Maria Wahlbom scite author profile

Cystatin C and the prion protein have been shown to form dimers via three-dimensional domain swapping, and this process has also been hypothesized to be involved in amyloidogenesis. Production of oligomers of other amyloidogenic proteins has been reported to precede fibril formation, suggesting oligomers as intermediates in fibrillogenesis. A variant of cystatin C, with a Leu 68 3 Gln substitution, is highly amyloidogenic, and carriers of this mutation suffer from massive cerebral amyloidosis leading to brain hemorrhage and death in early adulthood.

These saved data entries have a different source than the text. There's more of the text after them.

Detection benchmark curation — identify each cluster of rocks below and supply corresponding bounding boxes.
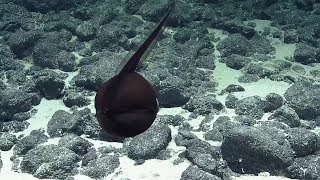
[0,0,320,180]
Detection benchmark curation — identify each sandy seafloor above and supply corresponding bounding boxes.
[0,17,320,180]
[0,1,320,180]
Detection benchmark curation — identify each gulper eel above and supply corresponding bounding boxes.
[95,2,175,138]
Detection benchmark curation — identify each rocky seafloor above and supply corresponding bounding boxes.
[0,0,320,180]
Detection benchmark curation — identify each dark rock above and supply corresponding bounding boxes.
[250,35,276,54]
[217,19,256,39]
[294,0,315,11]
[180,165,221,180]
[243,62,275,78]
[128,125,171,159]
[0,121,30,133]
[286,128,320,157]
[34,71,65,100]
[157,76,189,107]
[234,115,256,126]
[283,29,298,44]
[81,155,120,179]
[0,56,24,71]
[225,94,239,109]
[204,128,223,141]
[315,116,320,126]
[174,130,199,147]
[157,150,172,160]
[155,115,185,126]
[75,52,124,91]
[32,42,61,69]
[81,148,98,166]
[268,105,301,127]
[284,81,320,120]
[221,126,293,174]
[123,0,146,14]
[13,130,49,155]
[76,22,97,41]
[56,50,77,72]
[0,152,3,172]
[217,34,252,56]
[235,96,265,119]
[195,55,216,70]
[287,155,320,180]
[59,134,93,155]
[0,43,14,57]
[7,30,41,58]
[47,110,83,137]
[63,92,90,107]
[12,112,31,121]
[21,145,79,179]
[166,0,197,27]
[173,27,195,44]
[183,95,223,115]
[265,93,284,112]
[238,74,260,83]
[213,116,240,135]
[6,70,27,85]
[293,43,320,64]
[225,84,245,93]
[18,0,94,13]
[300,119,317,129]
[0,133,17,151]
[0,88,32,121]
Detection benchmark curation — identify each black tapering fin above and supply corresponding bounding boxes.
[116,0,175,75]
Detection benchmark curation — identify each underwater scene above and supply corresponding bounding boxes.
[0,0,320,180]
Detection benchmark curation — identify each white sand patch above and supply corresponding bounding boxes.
[105,126,191,180]
[232,175,296,180]
[13,98,70,135]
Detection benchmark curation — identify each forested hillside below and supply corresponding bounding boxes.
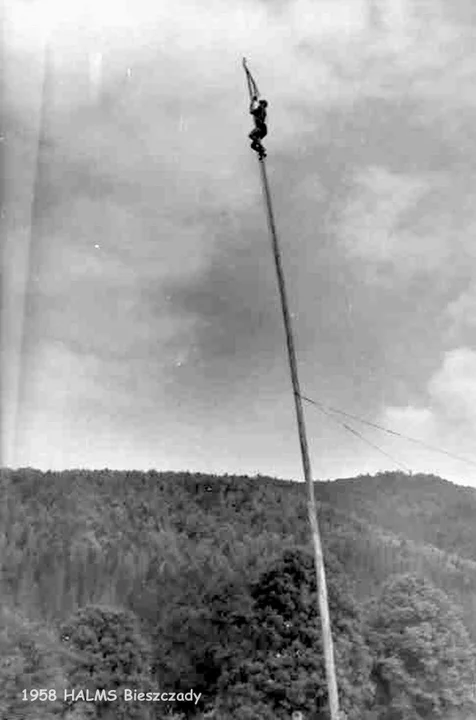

This work describes doughnut-shaped oligomers formed by wild type and L68Q cystatin C upon incubation of the monomeric proteins. Purified oligomers of cystatin C are shown to fibrillize faster and at a lower concentration than the monomeric protein, indicating a role of the oligomers as fibril-assembly intermediates. Moreover, the present work demonstrates that three-dimensional domain swapping is involved in the formation of the oligomers, because variants of monomeric cystatin C, stabilized against three-dimensional domain swapping by engineered disulfide bonds, do not produce oligomers upon incubation under non-reducing conditions. Redox experiments using wild type and stabilized cystatin C strongly suggest that the oligomers, and thus probably the fibrils as well, are formed by propagated domain swapping rather than by assembly of domain-swapped cystatin C dimers.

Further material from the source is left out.